The book's 10M fairytale model isn't instruction-tuned — it's a continuation model. Give it a prompt and it writes what comes next. Think of it less as a chatbot and more as a co-writer.


2. Why This Matters — The Value of a Demo

Artifact What it proves
Loss curves Training progressed
PPL / benchmarks Capability is measurable
CLI chatbot The model actually works

When you want to show someone what you built — a LinkedIn post, a company presentation, HF Spaces — a 5-minute video beats a training curve every time.
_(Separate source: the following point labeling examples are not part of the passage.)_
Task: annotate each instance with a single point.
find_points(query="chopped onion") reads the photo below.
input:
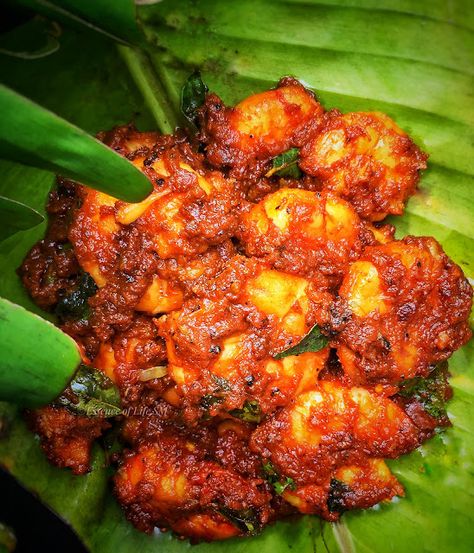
(153, 372)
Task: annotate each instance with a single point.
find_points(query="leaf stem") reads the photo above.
(151, 88)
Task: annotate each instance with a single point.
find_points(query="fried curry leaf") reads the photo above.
(246, 520)
(92, 394)
(426, 90)
(286, 165)
(193, 96)
(250, 412)
(337, 491)
(74, 305)
(208, 401)
(430, 392)
(313, 341)
(279, 483)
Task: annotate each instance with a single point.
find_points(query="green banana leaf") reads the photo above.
(412, 59)
(38, 360)
(15, 216)
(35, 136)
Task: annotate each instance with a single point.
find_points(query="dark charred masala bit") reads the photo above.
(270, 340)
(50, 270)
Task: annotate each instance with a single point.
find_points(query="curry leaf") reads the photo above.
(286, 165)
(246, 520)
(35, 136)
(37, 359)
(15, 216)
(74, 304)
(92, 394)
(280, 484)
(428, 91)
(250, 412)
(430, 392)
(313, 341)
(193, 95)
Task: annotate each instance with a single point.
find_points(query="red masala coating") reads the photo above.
(366, 159)
(261, 127)
(67, 439)
(227, 264)
(402, 307)
(170, 482)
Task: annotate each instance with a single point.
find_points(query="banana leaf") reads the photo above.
(409, 58)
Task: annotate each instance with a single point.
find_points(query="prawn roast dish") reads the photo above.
(272, 342)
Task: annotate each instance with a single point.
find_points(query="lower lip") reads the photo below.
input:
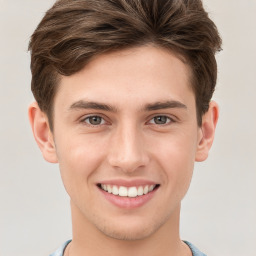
(128, 202)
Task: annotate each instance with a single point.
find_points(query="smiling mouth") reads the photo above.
(131, 192)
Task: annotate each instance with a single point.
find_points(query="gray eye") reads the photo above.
(94, 120)
(161, 119)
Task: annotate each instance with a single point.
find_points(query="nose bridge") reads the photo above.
(127, 150)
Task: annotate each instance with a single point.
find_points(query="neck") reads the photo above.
(88, 240)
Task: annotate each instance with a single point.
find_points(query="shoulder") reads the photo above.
(194, 250)
(61, 249)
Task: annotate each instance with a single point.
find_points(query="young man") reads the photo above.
(123, 103)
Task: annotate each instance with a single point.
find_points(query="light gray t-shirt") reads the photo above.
(195, 251)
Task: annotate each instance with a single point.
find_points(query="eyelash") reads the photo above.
(168, 120)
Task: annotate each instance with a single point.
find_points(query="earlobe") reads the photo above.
(207, 132)
(42, 133)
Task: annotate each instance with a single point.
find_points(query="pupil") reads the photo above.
(160, 119)
(95, 120)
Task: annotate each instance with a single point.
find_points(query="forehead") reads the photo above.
(143, 74)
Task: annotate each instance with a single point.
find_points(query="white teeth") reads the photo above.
(151, 188)
(145, 191)
(123, 191)
(132, 192)
(140, 191)
(109, 189)
(128, 192)
(115, 190)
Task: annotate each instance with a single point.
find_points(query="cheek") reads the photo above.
(175, 156)
(78, 159)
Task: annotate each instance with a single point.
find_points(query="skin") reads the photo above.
(126, 142)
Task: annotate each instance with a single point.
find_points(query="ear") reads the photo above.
(207, 131)
(42, 133)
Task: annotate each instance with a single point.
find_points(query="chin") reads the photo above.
(129, 231)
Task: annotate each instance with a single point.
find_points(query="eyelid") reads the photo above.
(83, 119)
(171, 119)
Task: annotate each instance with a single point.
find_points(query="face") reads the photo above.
(126, 138)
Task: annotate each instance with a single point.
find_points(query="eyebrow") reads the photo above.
(82, 104)
(165, 105)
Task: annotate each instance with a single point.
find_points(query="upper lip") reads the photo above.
(128, 183)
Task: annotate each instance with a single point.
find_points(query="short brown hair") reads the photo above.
(74, 31)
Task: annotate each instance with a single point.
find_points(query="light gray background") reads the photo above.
(219, 212)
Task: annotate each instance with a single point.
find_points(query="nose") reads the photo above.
(127, 150)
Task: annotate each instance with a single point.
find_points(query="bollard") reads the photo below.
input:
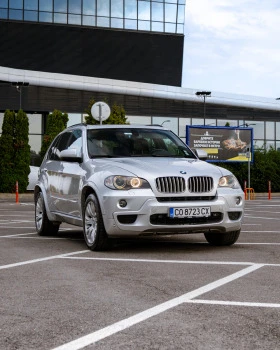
(245, 189)
(269, 189)
(17, 199)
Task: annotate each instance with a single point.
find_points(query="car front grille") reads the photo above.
(171, 184)
(200, 184)
(177, 184)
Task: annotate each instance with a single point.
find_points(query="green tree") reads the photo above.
(15, 152)
(117, 115)
(56, 122)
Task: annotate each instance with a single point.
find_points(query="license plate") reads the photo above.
(189, 212)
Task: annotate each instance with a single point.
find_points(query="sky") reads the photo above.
(233, 46)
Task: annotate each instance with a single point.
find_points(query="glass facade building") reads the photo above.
(166, 16)
(266, 133)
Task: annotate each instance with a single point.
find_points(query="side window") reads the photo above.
(69, 139)
(52, 154)
(75, 141)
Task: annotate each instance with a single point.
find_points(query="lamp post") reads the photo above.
(248, 156)
(19, 85)
(204, 94)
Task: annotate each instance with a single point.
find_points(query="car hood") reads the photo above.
(158, 167)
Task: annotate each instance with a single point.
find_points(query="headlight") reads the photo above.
(229, 181)
(119, 182)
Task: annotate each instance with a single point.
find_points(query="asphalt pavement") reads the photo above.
(170, 292)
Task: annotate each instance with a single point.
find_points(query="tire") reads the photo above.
(94, 231)
(222, 239)
(44, 226)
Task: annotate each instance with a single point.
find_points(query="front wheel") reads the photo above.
(94, 231)
(43, 225)
(222, 239)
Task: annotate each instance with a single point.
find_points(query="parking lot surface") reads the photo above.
(165, 292)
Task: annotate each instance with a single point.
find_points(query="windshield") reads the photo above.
(135, 143)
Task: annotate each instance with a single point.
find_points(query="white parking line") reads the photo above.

This is also the final deliverable of the capstone.


Three demo forms — CLI, Python REPL, Gradio Spaces Three demo forms — CLI, Python REPL, Gradio Spaces

3. Three Demo Forms

Form Tool Where
One-line CLI llama-cli (Ch 20) demos, debugging
Python REPL loop llama-cpp-python or transformers notebook demos
Gradio Spaces HF Spaces public demo (capstone)

This chapter focuses on the Python REPL. CLI was covered in Ch 20, and Spaces is covered in the capstone.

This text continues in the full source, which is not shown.